異なる分野の人から、新しい発想をもらう(ファシリテーション・セミナー)

 3月3日ひな祭りの日に、大阪のビジネス街で開かれた。ファシリテーション・セミナーに参加した。初参加だったためか、前日からワクワクして寝つけない状態のまま参加した。参加者は20名ほどだが、同じような気持ちで参加したメンバーも多かったようだ。

ファシリテーション・グラフィック―議論を「見える化」する技法 (ファシリテーション・スキルズ)

ファシリテーション・グラフィック―議論を「見える化」する技法 (ファシリテーション・スキルズ)

  • 作者: 堀公俊,加藤彰
  • 出版社/メーカー: 日本経済新聞社
  • 発売日: 2006/09
  • メディア: 単行本
  • 購入: 11人 クリック: 74回

最初の自己紹介で、出身地、職種、参加動機を全員が話すと、その多様なこと。関西からの参加は当たり前で、中国、四国、横浜など遠隔地からの参加者も多かった。参加申し込みしたけどすぐに定員一杯になったので、無理を言って参加させたもらったという方もいた。職種は、建築・薬業などのコンサルタント、外資系社員、企業や団体人材トレーナー、看護士、それと養護・高校・専門学校・大学教員などもいた。教員が四、五人いたのは、いかに教育現場が厳しいのかを反映している。

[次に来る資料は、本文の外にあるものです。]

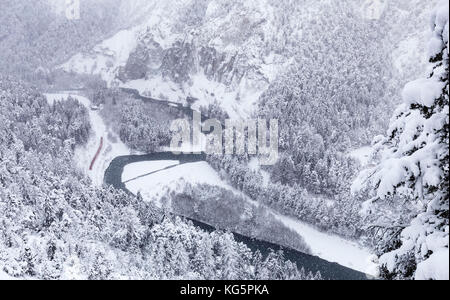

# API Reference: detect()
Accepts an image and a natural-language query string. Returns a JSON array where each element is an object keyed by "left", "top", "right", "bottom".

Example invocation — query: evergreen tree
[{"left": 356, "top": 0, "right": 449, "bottom": 280}]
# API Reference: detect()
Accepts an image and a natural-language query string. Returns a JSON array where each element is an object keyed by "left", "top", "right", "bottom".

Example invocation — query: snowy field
[
  {"left": 45, "top": 93, "right": 131, "bottom": 185},
  {"left": 125, "top": 161, "right": 229, "bottom": 202}
]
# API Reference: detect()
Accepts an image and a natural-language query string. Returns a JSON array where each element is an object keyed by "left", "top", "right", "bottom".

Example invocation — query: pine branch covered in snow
[{"left": 355, "top": 0, "right": 449, "bottom": 280}]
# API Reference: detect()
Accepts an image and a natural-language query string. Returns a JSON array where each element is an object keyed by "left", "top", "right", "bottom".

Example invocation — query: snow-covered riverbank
[{"left": 273, "top": 213, "right": 378, "bottom": 276}]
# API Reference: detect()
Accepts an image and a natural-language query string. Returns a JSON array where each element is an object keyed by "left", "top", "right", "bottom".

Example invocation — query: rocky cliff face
[
  {"left": 119, "top": 43, "right": 151, "bottom": 81},
  {"left": 199, "top": 46, "right": 242, "bottom": 87},
  {"left": 120, "top": 36, "right": 255, "bottom": 89},
  {"left": 160, "top": 41, "right": 197, "bottom": 84},
  {"left": 62, "top": 0, "right": 298, "bottom": 109}
]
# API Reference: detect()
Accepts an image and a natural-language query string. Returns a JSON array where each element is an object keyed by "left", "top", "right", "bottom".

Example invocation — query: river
[{"left": 104, "top": 150, "right": 371, "bottom": 280}]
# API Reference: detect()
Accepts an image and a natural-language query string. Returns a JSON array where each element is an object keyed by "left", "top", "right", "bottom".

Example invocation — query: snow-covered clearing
[
  {"left": 44, "top": 93, "right": 131, "bottom": 186},
  {"left": 125, "top": 161, "right": 228, "bottom": 202},
  {"left": 122, "top": 160, "right": 180, "bottom": 182},
  {"left": 60, "top": 28, "right": 140, "bottom": 84},
  {"left": 123, "top": 159, "right": 378, "bottom": 276}
]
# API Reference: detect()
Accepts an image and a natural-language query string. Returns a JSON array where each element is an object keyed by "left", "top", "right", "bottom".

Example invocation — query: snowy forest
[{"left": 0, "top": 0, "right": 448, "bottom": 281}]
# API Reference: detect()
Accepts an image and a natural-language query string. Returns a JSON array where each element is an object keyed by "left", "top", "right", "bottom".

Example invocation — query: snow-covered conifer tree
[{"left": 356, "top": 0, "right": 449, "bottom": 280}]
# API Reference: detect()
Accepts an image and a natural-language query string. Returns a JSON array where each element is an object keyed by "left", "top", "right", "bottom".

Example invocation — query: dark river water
[{"left": 104, "top": 151, "right": 371, "bottom": 280}]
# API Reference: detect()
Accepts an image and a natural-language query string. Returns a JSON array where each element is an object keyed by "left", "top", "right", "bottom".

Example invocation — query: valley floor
[{"left": 44, "top": 92, "right": 378, "bottom": 277}]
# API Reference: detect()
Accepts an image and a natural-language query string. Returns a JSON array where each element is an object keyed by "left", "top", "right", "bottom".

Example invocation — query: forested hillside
[{"left": 0, "top": 76, "right": 315, "bottom": 279}]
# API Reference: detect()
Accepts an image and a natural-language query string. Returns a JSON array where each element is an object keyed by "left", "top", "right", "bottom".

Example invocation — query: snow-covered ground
[
  {"left": 125, "top": 161, "right": 229, "bottom": 202},
  {"left": 122, "top": 159, "right": 378, "bottom": 276},
  {"left": 121, "top": 73, "right": 264, "bottom": 119},
  {"left": 45, "top": 93, "right": 131, "bottom": 186},
  {"left": 60, "top": 28, "right": 140, "bottom": 84},
  {"left": 349, "top": 146, "right": 374, "bottom": 167},
  {"left": 122, "top": 160, "right": 180, "bottom": 182},
  {"left": 273, "top": 213, "right": 378, "bottom": 277},
  {"left": 0, "top": 269, "right": 16, "bottom": 280}
]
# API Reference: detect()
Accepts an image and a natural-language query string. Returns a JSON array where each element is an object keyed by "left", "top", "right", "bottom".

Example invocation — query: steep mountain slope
[
  {"left": 60, "top": 1, "right": 302, "bottom": 113},
  {"left": 61, "top": 0, "right": 438, "bottom": 119},
  {"left": 61, "top": 0, "right": 321, "bottom": 117},
  {"left": 0, "top": 0, "right": 123, "bottom": 81}
]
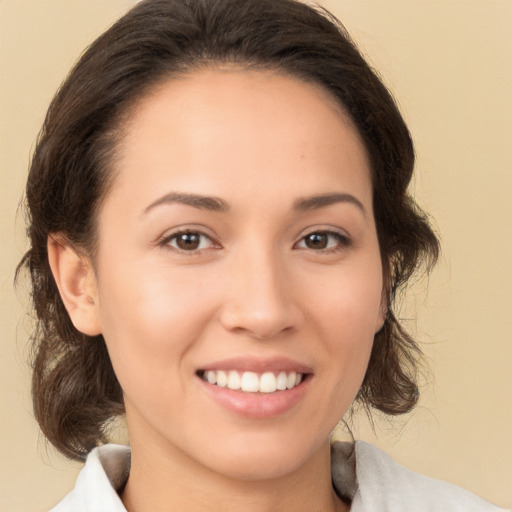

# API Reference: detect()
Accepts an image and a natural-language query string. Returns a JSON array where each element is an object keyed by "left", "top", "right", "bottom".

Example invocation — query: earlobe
[
  {"left": 47, "top": 234, "right": 102, "bottom": 336},
  {"left": 375, "top": 265, "right": 392, "bottom": 334},
  {"left": 375, "top": 288, "right": 389, "bottom": 334},
  {"left": 375, "top": 303, "right": 387, "bottom": 334}
]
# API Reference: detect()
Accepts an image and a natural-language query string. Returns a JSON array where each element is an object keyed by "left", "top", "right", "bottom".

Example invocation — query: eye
[
  {"left": 295, "top": 230, "right": 350, "bottom": 252},
  {"left": 163, "top": 230, "right": 216, "bottom": 252}
]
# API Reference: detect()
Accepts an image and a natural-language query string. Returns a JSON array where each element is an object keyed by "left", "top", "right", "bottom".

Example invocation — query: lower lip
[{"left": 199, "top": 376, "right": 311, "bottom": 419}]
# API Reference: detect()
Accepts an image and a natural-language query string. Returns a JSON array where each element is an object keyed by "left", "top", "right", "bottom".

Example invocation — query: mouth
[
  {"left": 197, "top": 370, "right": 307, "bottom": 393},
  {"left": 196, "top": 359, "right": 312, "bottom": 418}
]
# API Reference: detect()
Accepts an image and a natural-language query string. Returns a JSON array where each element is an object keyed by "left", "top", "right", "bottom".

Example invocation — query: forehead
[{"left": 109, "top": 68, "right": 372, "bottom": 213}]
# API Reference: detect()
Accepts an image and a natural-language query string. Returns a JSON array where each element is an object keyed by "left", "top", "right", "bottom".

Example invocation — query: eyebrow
[
  {"left": 143, "top": 191, "right": 365, "bottom": 216},
  {"left": 143, "top": 192, "right": 230, "bottom": 215},
  {"left": 293, "top": 193, "right": 366, "bottom": 216}
]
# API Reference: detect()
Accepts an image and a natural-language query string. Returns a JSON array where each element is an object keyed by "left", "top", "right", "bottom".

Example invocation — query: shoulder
[
  {"left": 334, "top": 441, "right": 508, "bottom": 512},
  {"left": 49, "top": 444, "right": 130, "bottom": 512}
]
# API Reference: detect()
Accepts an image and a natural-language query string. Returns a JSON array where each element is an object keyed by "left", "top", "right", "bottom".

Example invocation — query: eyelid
[
  {"left": 294, "top": 226, "right": 352, "bottom": 252},
  {"left": 157, "top": 226, "right": 221, "bottom": 253}
]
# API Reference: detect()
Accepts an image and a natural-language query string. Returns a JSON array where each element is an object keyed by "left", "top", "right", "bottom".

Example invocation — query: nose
[{"left": 219, "top": 249, "right": 303, "bottom": 340}]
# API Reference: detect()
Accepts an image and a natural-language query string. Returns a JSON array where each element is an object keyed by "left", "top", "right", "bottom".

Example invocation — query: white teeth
[
  {"left": 227, "top": 371, "right": 241, "bottom": 390},
  {"left": 216, "top": 370, "right": 227, "bottom": 387},
  {"left": 259, "top": 372, "right": 277, "bottom": 393},
  {"left": 202, "top": 370, "right": 304, "bottom": 393},
  {"left": 240, "top": 371, "right": 259, "bottom": 392},
  {"left": 276, "top": 371, "right": 288, "bottom": 390}
]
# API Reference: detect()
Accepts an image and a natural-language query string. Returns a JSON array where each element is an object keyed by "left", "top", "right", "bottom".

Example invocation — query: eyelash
[
  {"left": 294, "top": 230, "right": 351, "bottom": 253},
  {"left": 159, "top": 229, "right": 351, "bottom": 254},
  {"left": 160, "top": 229, "right": 218, "bottom": 253}
]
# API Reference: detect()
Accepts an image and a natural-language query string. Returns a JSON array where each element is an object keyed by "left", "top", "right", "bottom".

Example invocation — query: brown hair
[{"left": 18, "top": 0, "right": 439, "bottom": 461}]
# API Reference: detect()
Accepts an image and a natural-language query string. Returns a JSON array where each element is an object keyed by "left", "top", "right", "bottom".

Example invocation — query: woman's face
[{"left": 87, "top": 69, "right": 384, "bottom": 480}]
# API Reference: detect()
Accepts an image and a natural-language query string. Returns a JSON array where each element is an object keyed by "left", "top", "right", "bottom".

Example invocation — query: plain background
[{"left": 1, "top": 1, "right": 510, "bottom": 510}]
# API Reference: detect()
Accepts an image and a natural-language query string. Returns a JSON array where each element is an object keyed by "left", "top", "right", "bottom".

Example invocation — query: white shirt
[{"left": 50, "top": 441, "right": 508, "bottom": 512}]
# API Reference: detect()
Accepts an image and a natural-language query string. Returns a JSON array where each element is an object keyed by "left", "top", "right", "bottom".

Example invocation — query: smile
[{"left": 198, "top": 370, "right": 304, "bottom": 393}]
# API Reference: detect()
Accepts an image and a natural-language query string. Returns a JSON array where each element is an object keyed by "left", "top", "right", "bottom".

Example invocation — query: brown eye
[
  {"left": 176, "top": 233, "right": 200, "bottom": 250},
  {"left": 166, "top": 231, "right": 213, "bottom": 252},
  {"left": 296, "top": 231, "right": 350, "bottom": 252},
  {"left": 304, "top": 233, "right": 329, "bottom": 249}
]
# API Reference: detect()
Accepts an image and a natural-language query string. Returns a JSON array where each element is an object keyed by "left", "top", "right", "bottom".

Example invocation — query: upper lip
[{"left": 198, "top": 356, "right": 313, "bottom": 374}]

私は、高校教員(男)、外資系ホテル人材トレーナー(女性)、保健士研修専門職(女性)、看護士(女性)と同じグループだった。女性が多いというのもいいが、発想や経験がかなりユニークだったので初めから入り込むことができた。研修時間は、午前10時〜正午、午後1時〜6時までであった。こういうセミナー参加者は、当初から動機付けができているのであり、その成果は出やすい。

以下が、セミナーの内容である。

0.ファシリテーションとは?

   自己紹介

   ファシリテーションとは?

   ファシリテーションの四つのスキル

1.場のデザインのスキル

   場をデザインする5つの要素

場の雰囲気づくり

場をデザインする → グループ演習

2.対人関係のスキル

   聴くことが安心感、信頼感を与える→ ペア演習

    質問の使い分け

    柔らかい自己主張 → グループ演習

3.構造化のスキル

主張を明確にする・議論の全体像をつかむ

    議論を書きとめてみよう!  → グループ演習

4.合意形成のスキル

言葉の奥にあるものを探る

    対立解消のやり方

    今日習ったことを総動員する  → グループ演習 

5.明日からやれること

  (まとめ) あなたは明日から何をやる?

ただ、面白かったのは、こうしたセミナーでは講師が予定していたスケジュール通り進むものだが、実際にはそうではなかった。たとえば、ファシリテータの役割について、「中立的な立場で」対応することになっているが、講師自身がそれへの迷いを正直に言ってくれた。そこで、「中立」よりも「公平」「公正」という反対意見を聞けるというと理解したいと説明してくれた。そうした講師のオープンな姿勢が参加者からの問題提起を呼んだのかもしれない。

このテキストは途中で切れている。